Revealing hidden non-centrosymmetry in globally centrosymmetric 2D halide perovskites

Hybrid 2D halide perovskites are tunable semiconductors that exhibit diverse structural symmetry and spin-orbit coupling effects. We examine a series of globally centrosymmetric n = 2 Ruddlesden-Popper (RP) lead iodide perovskites containing six different A-site cations, (PA)2(A)Pb2I7 [PA = pentylammonium]. Despite local structural distortions caused by oversized A-cations, all six structures are globally centrosymmetric, confirmed through second harmonic generation (SHG) measurements. However, in three of these 2D perovskites, the hydrogen bonding interaction between the A-cation and perovskite cage results in individual monolayers that lack inversion symmetry. Band structure calculations reveal Rashba band splitting due to this monolayer polarization, which is strongest in (PA)2(EA)Pb2I7 (EA = ethylammonium).

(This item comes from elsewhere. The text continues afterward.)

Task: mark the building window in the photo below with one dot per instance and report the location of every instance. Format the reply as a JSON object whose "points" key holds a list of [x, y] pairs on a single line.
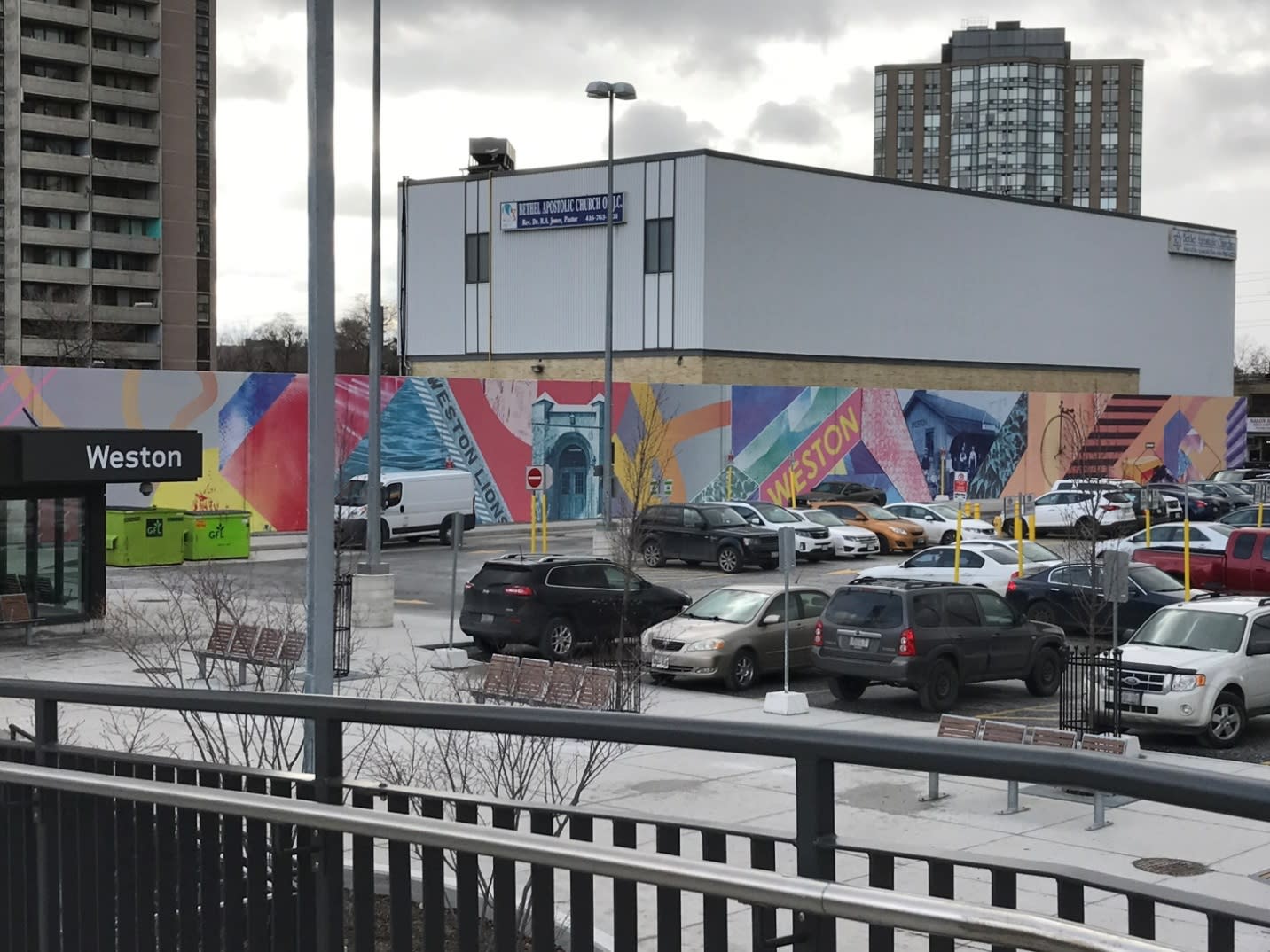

Applying high pressure unmasks the non-centrosymmetry in bulk crystals with hidden non-centrosymmetry, leading to substantial SHG signal. A survey of reported crystal structures reveals that such hidden non-centrosymmetry is prevalent among 2D perovskites. These unexplored centrosymmetric 2D perovskites could be utilized for spin-orbitronic applications.